そう思うと、少し滑稽に思え、ひとり笑ってしまった。
ああしてこうして釣り上げる、そんな体験をたくさん積み、もはや釣りしなくても楽しめる。
ただ大事なのは、目の前に水が流れ魚が泳ぐことだけだ、釣りをせず釣りを楽しむには。
事実、ほんの数秒で深く堪能できる、そのことの方が驚きだ、まるで本当に釣りしたように。
いろんなことの多くがそうだ。
実際に体験しなくても、これまでの体験を組み合わせることで、現実の不自由さを補える、例えば今日の病み上がり酷暑の昼間のように。

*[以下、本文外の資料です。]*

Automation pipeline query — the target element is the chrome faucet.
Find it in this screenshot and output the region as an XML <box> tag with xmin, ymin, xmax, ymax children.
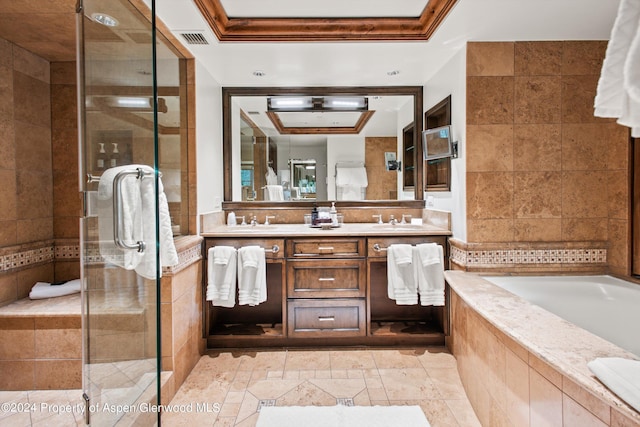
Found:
<box><xmin>372</xmin><ymin>214</ymin><xmax>383</xmax><ymax>224</ymax></box>
<box><xmin>250</xmin><ymin>216</ymin><xmax>258</xmax><ymax>226</ymax></box>
<box><xmin>388</xmin><ymin>215</ymin><xmax>398</xmax><ymax>225</ymax></box>
<box><xmin>264</xmin><ymin>215</ymin><xmax>275</xmax><ymax>225</ymax></box>
<box><xmin>401</xmin><ymin>214</ymin><xmax>412</xmax><ymax>224</ymax></box>
<box><xmin>237</xmin><ymin>216</ymin><xmax>246</xmax><ymax>226</ymax></box>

現実空間に知的空間を重ね合わせることで、出来ないことが出来てしまう。
かといって知的空間のみではこのリアルな重ね合わせは不可能、あくまでも目の前の現実空間があってこそ。
また、知的空間を欠く現実空間のみなら、後先考えず、目の前のボラにすかさず飛び掛かってしまう。
ヒトだからこそ知的空間と現実空間の両方がある。
つまりは私たちは、知的空間のなかで、心地よい「美」をなす想いを並べ直し、一つの物語を作り上げていくのだ、例えば今日の蒲江ボラ釣りのように。
この物語の先に、川に掛かる橋、山を穿つ道、雲を跨ぐ路が完成していく。
それこそ、ヒトの創造性の全てではないか。
私たちは知的空間の再構成した物語を現実空間に重ね合わせ前へ進んでいる。
そんな当り前のことを、帰りの高速で、曲もかけず考え耽った。
結局、何も買わず何も釣らず、ただ行って帰るだけに終わる。
何か得したような、ただ損しただけのような、そんな感想。